Who are you going to fire in order to buy that SAN? Peter, whose kid has just gone into kindergarten? Or how about Jessica, who just found out she's pregnant? Do you fire Sandy, two years away from retirement? Or how about Jacob, who has worked at the company for 35 years, can still barely speak a word of English, but makes the most amazing woodwork known to man?
"Do you do it because you love that particular type of challenge?"
Nope.
"Do you do it because it makes tons of money (I suspect not.)"
Keeps a roof overhead. How much more do you need?
"Do you do it because you love getting to help companies that otherwise could not get IT services, at least not at your level?"
There's some of these, but mostly I help companies that are friends of friends, or which are customers of other companies I work with, all of whom have needs that can't be filled by the whitepaper swordsman.
"Something makes you work with these particular customers when you don't have to. You choose to. Define that and I think that you will have some of your answers."
I care about human beings? About the real world impacts of how everyday descisions affect them? I don't merely view them as "users" or "commodities"?
"Sure, that doesn't solve the fact that IT communities will always have a bunch of people that want to buy their way out of problems, want to force their decisions on your to reverse justify their own decision making processes or simply will refuse to take into account your specific business requirements. That will never change, that's humanity. We can maybe improve it, but the problem will always remain to some degree."
Well, I guess it sure isn't going to be something that's found here.
"But, I feel, that if you do some soul searching and define why you choose a lower income, harder struggle rather than a the same set of paths that most IT practitioners choose that maybe you would not feel so bad about the struggles and appreciate them for what they are - just part of the challenge."
It's not the struggles, SAM. It's the denigration, condescension and outright wasting of my time with stuff that isn’t helpful under the circumstances. You know, if you’re pimping your product before I say “yeah, the budget is X and it isn’t changing”, then groovy. I can respect that. But those who launch into the tirade of how it’s your moral duty to get the budget changed and just pry those dollars from the tight-fisted asshats…yeah, you know what? No.
Just no. I don’t want to spend time with those people. I don’t want to buy them beers or treat them as equals or play nice. We’ve all heard that crap before. But I just don’t have time for people who are going to tell me how my world is. I help most of these companies build their budgets. I know exactly how much money there is. To the dollar.
The budget is the budget and changing it isn’t always an option.
But you know what is an option? Getting better at IT. Doing more with less. I know because I’VE F[moderated]ING DONE IT FOR OVER A DECADE.You know, when I was a kid, nerds could go to the comic book shop. There were no bullies there. We were all just nerds. Nobody hassled us. We could just be who we were. We helped each other. We didn't try to make the others feel like unpeople.

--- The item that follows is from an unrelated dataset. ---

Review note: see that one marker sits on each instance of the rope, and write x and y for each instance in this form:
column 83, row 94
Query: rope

I guess what I wanted was a comic book store for the IT industry. A place for poor people to hang out and talk about their problems without having to constantly be on guard for bullies.

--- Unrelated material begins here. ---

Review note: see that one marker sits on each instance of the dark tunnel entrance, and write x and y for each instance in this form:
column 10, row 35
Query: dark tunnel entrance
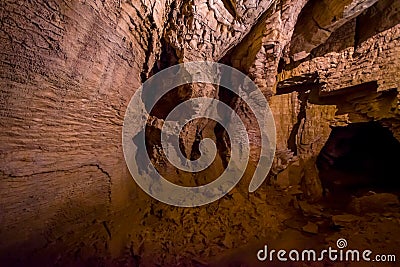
column 360, row 157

What I want is a place to talk about these sorts of things without the condescension and derision of the wealthy. And I’m now very sorry that I brought it up at all.
-
@scottalanmiller Most of them get paid about $50k-$70K, depending on the dude. That's fairly typical for a small business sysadmin keeping a shoestring outfit going. Usually they also do something else for the company. One I know is, for example, also a developer. So he's half sysadmin, half dev. Another has accounting training, so he mostly spends his time working out esoteric bugs in the accounting package, or helping write scripts that (for example) parse JSON from a vendor into something the accounting system can comprehend.